Жаль, тебя с нами нет. Интересно, а они с Лу когда-нибудь… Она часто намекала. Хотел бы и я, если она. Хотел бы я. Я хочу. Я хочу. Я хочу.
На мгновение он провалился в дремоту и проснулся от своего свирепого храпа.
Ой, ну что за чушь.
Телефон, хладный и оцепенелый, притулился в дальнем Углу; он не звонил уже много дней.
Hypnerotomachia Poliphili. Издержки духа и стыда растрата.[366]
Острым резцом она прошлась по его душе — единственная, кто привлек внимание одноглазого Стрельца, единственный объект странной церебральной похоти меланхолика — это неудивительно; но какая звезда, какое сочетание меланхолических предпосылок явилось причиной того, что он заметил совсем недавно, того, что в нем укоренилось стремление изъять себя из собственных фантазий. Она не хотела быть с ним, поэтому он воображал ее в объятиях других; и в краткий миг, когда он, казалось, чувствовал ее чувства в чужих объятиях — яркую тень ее подлинных чувств, — тогда он кончал.
На какую скользкую дорожку он ступил — и когда? Почему его не пугает то, что с ним сталось?
Летний свет еще не покинул небосвод, хотя лунный диск циферблата и показывал девять часов. Лежа на кровати, он видел желтый прямоугольник окна своего друга и соседа Бо Брахмана — единственное яркое пятно на темном силуэте дома по той стороне улицы и чуть наискосок. Бо, мистагог[367] поневоле, — чем бы он сейчас ни занимался, но уж не тем, чем Пирс.
А Пирс не включал свет, значит, не нужно было и выключать; он вытянулся на кровати, натянул простыню, отвернулся от кухни, куда его призывала грязная посуда, и заснул.
Глава девятая
На самом деле Бо тоже представлял себе совокупление: слепое, влажное, жаркое — столь жаркое, что и Андрогин бы не выдержал и целиком стал мужчиной.
Под лампой, зажженной в его монашеском обиталище на верхнем этаже, лежали две книги, — один закрытый томик поверх другого, оба в бордовых переплетах; какой-то крохотный тропический клещ набросился на пятнышки клея, рассыпанные по обложкам, и угощение это окончилось для него, лишь когда Бо перевез книги в более холодные края. Оба тома были напечатаны Теософским издательством в Бенаресе, где и нашел их Бо: «Триждывеличайший Гермес» Дж. Р. С. Мида.
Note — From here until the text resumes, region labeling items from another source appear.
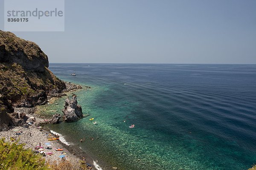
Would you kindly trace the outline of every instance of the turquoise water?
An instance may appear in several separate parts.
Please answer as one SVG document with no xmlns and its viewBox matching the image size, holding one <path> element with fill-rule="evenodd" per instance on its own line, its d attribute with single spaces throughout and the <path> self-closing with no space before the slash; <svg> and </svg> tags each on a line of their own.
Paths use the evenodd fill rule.
<svg viewBox="0 0 256 170">
<path fill-rule="evenodd" d="M 256 163 L 256 65 L 50 65 L 58 77 L 92 90 L 75 92 L 89 117 L 49 128 L 103 169 L 246 170 Z M 61 113 L 64 100 L 44 114 Z"/>
</svg>

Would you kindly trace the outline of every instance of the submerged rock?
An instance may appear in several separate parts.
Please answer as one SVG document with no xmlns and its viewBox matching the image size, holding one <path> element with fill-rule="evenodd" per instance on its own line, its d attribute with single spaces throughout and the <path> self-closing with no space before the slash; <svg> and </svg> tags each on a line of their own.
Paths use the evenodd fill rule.
<svg viewBox="0 0 256 170">
<path fill-rule="evenodd" d="M 83 116 L 82 108 L 80 105 L 77 105 L 76 95 L 73 96 L 71 100 L 68 98 L 66 99 L 64 107 L 65 108 L 62 111 L 64 121 L 73 121 Z"/>
<path fill-rule="evenodd" d="M 55 114 L 52 116 L 52 121 L 50 123 L 52 124 L 56 124 L 57 123 L 59 123 L 59 121 L 60 119 L 61 118 L 61 116 L 60 114 Z"/>
</svg>

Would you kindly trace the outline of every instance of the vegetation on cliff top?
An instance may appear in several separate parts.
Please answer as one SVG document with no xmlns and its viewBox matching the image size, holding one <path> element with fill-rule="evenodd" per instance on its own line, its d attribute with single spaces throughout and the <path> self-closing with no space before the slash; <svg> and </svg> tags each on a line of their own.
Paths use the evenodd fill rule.
<svg viewBox="0 0 256 170">
<path fill-rule="evenodd" d="M 39 98 L 51 90 L 64 89 L 64 83 L 48 69 L 48 63 L 35 43 L 0 31 L 0 98 L 13 103 L 28 99 L 33 105 L 43 102 L 45 99 Z"/>
<path fill-rule="evenodd" d="M 44 161 L 31 150 L 24 150 L 17 141 L 6 142 L 0 139 L 0 169 L 1 170 L 48 170 Z"/>
<path fill-rule="evenodd" d="M 47 56 L 35 43 L 0 30 L 0 114 L 13 112 L 13 106 L 41 104 L 52 90 L 65 89 L 48 66 Z M 6 120 L 0 120 L 0 130 L 12 125 Z"/>
</svg>

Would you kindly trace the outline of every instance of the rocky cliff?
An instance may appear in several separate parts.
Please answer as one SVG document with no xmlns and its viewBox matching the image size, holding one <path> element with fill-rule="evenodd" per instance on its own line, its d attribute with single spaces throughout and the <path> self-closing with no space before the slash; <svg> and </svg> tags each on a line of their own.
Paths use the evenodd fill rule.
<svg viewBox="0 0 256 170">
<path fill-rule="evenodd" d="M 73 121 L 83 117 L 82 108 L 77 104 L 76 96 L 73 95 L 71 100 L 67 98 L 65 101 L 64 107 L 65 108 L 62 111 L 64 121 Z"/>
<path fill-rule="evenodd" d="M 0 30 L 0 130 L 13 124 L 7 117 L 12 106 L 44 104 L 47 95 L 65 89 L 48 66 L 47 56 L 37 45 Z"/>
</svg>

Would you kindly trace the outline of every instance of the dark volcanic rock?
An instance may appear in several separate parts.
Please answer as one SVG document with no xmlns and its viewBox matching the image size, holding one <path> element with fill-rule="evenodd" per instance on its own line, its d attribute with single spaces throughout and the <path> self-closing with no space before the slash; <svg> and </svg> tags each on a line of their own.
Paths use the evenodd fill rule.
<svg viewBox="0 0 256 170">
<path fill-rule="evenodd" d="M 8 116 L 13 106 L 44 104 L 50 92 L 63 93 L 65 83 L 48 66 L 47 55 L 35 43 L 0 30 L 0 130 L 23 123 Z"/>
<path fill-rule="evenodd" d="M 71 100 L 67 99 L 64 107 L 65 109 L 63 112 L 64 121 L 73 121 L 83 117 L 82 108 L 80 105 L 77 105 L 76 96 L 74 95 Z"/>
</svg>

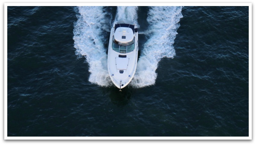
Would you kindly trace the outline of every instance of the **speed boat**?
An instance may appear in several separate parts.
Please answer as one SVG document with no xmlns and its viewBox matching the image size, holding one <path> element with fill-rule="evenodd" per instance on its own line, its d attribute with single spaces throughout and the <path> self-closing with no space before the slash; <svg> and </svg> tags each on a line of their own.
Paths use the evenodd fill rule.
<svg viewBox="0 0 256 145">
<path fill-rule="evenodd" d="M 137 67 L 138 30 L 132 21 L 121 19 L 113 25 L 108 52 L 111 80 L 121 91 L 131 82 Z"/>
</svg>

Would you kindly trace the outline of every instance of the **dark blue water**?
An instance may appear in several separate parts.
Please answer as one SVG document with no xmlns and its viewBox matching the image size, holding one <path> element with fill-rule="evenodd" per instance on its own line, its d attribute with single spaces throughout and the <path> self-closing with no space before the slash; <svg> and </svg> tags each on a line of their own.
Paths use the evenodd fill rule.
<svg viewBox="0 0 256 145">
<path fill-rule="evenodd" d="M 169 11 L 148 14 L 152 9 L 136 11 L 141 58 L 157 32 L 147 33 L 148 17 Z M 103 9 L 98 36 L 106 54 L 117 9 Z M 7 13 L 8 136 L 248 136 L 248 7 L 182 8 L 168 31 L 174 37 L 165 40 L 174 40 L 166 51 L 174 53 L 157 59 L 155 79 L 135 76 L 139 82 L 122 92 L 94 83 L 108 78 L 93 77 L 92 56 L 74 44 L 77 8 L 8 6 Z M 138 85 L 146 81 L 153 84 Z"/>
</svg>

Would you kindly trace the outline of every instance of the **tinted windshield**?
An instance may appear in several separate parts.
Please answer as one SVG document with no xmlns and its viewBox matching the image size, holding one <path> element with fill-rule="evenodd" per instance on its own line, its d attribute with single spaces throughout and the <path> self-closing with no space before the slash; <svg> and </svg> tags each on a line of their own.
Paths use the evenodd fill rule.
<svg viewBox="0 0 256 145">
<path fill-rule="evenodd" d="M 134 42 L 135 37 L 131 41 L 128 42 L 122 42 L 116 41 L 113 36 L 113 42 L 112 44 L 112 49 L 115 51 L 119 53 L 129 53 L 133 51 L 134 48 Z"/>
<path fill-rule="evenodd" d="M 135 40 L 135 37 L 133 37 L 133 39 L 131 41 L 127 42 L 119 42 L 117 41 L 115 39 L 115 37 L 113 36 L 113 42 L 116 44 L 119 45 L 123 45 L 123 46 L 127 46 L 127 45 L 130 45 L 134 43 L 134 41 Z"/>
</svg>

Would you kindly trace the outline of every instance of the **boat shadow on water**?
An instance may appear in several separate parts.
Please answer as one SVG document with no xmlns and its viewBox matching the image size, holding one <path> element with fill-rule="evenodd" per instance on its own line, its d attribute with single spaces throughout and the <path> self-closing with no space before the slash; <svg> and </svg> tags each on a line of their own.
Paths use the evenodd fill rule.
<svg viewBox="0 0 256 145">
<path fill-rule="evenodd" d="M 110 99 L 111 102 L 118 107 L 123 107 L 127 105 L 131 98 L 133 89 L 127 86 L 122 89 L 122 91 L 116 87 L 108 88 L 105 94 Z"/>
</svg>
Несколько часов этой душистой ночи он посвятил чтению — а ведь он не открывал Мида уже несколько лет; такой знакомый шрифт, памятное расположение абзацев, убористые черные пометки на полях — будто святыни на обочине каменистой тропинки, — все это вернуло Бо в те жаркие дни и ночи, когда он читал «Гермеса» впервые.
Но сейчас он не читал. Если бы Пирс мог не просто взглянуть на окна Бо, а заглянуть в них, он бы увидел, что тот, голый до пояса, неподвижно сидит в кресле, надев наушники, подсоединенные к громоздкому старому усилителю («Фишер»)[368] и проигрывателю. Он слушал океаническую симфонию Малера[369] — или, вернее, не слушая плыл по ее волнам; поддавшись мнимо-бесконечному музыкальному coitus prolongatus,[370] он то погружался, то выныривал из фильма собственного производства, сопровождаемого музыкой Малера. Сценарием был «Поймандр» Гермеса Триждывеличайшего, много лет назад пересказанный доктором Мидом.